※この文章は、「大義への甘えについて(前篇)」の続きです。
辺野古における「新基地」の建設を本当にやめさせたいのなら、まず着手しなければならないのは、ゲート前で座り込みを続けることなどではなく、東京に出向いて国会議員に繰り返し陳情すること、マスメディアを糾合したり広告代理店を利用したりしてして世間の目を沖縄に向けさせること、あるいは、全国を回って沖縄の現状を訴えることでしょう。
日本は法治国家ですから、外交と安全保障をめぐる意思決定のプロセスに対し、現実的な対案を携えて制度的に介入しないかぎり、「新基地」の建設が止まるはずはないのです。基地のない沖縄の実現を本気で望むのなら、このような活動にリソースを優先的に割り当てるのが合理的であり生産的であることは、誰の目にも明らかです。
それにもかかわらず、キャンプシュワブのゲート前で抗議行動が続けられているとするなら、その目的はただ1つ、わかりやすい「画」を作り、これを不特定多数の人間の目にさらすためです。つまり、ゲート前で際限なく続けられる「抗議行動」は、一種のパフォーマンスであり演技なのです。(だから、辺野古を訪れる人々によって「画」として拡散される可能性があるときだけ、現地にいればよいことになります。)
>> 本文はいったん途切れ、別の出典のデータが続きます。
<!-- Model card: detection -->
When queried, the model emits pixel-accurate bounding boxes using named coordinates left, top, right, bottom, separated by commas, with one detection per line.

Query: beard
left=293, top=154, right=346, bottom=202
私自身は、パフォーマンスとしての抗議行動がキャンプシュワブのゲート前で続けられるのが、それ自体として悪いことであるとは思いません。抗議活動がゲート前の空間を不法に占拠して続けられてきたという残念な事実、あるいは、その手法が必ずしも平和的ではないという残念な事実をさしあたり無視するなら、抗議行動は、それ自体としては国民に権利として認められているものだからです。
したがって、「ひろゆき」氏の挑発を無視し、そのツイートのみを素朴に解釈するなら、「パフォーマンスとしての仕上がりが雑で、国民の目を惹きつけるような『画』になっていない」「『立派な動機にもとづいてさえいれば、説明がおざなりでも許される』というのは単なる甘えである」「黙っていても賛成してくれる連中を超えて国民の幅広い層に訴えかけたいのなら、見かけの作り込みに十分な時間と手間をかけるべき」という至極当然のメッセージを読みとることができるはずです。というよりも、表面的に見るなら、これ以上の何かをツイートから読みとることは不可能です。
「ひろゆき」氏は、沖縄から基地をなくすべきであるという意見を攻撃している標的にしたのではありません。「大義」の上にあぐらをかき、理解と共感のために周囲が払う努力を当然と見なしているように——少なくとも「ひろゆき」氏には——見える尊大な態度をからかったのです。たしかに、何であれ、自分が行っていることに対し盲目的にyesと言ってくれない相手に対し、「大切なことに真剣に取り組んでいるのだから、ケチをつけるのはけしからん」などと言って憤慨するのは、単なる甘えであり、分別のある大人のすることではありません。
両者を区別して論じることができない人には、公共の言論空間においてこの問題について発言する資格はないと私は考えています。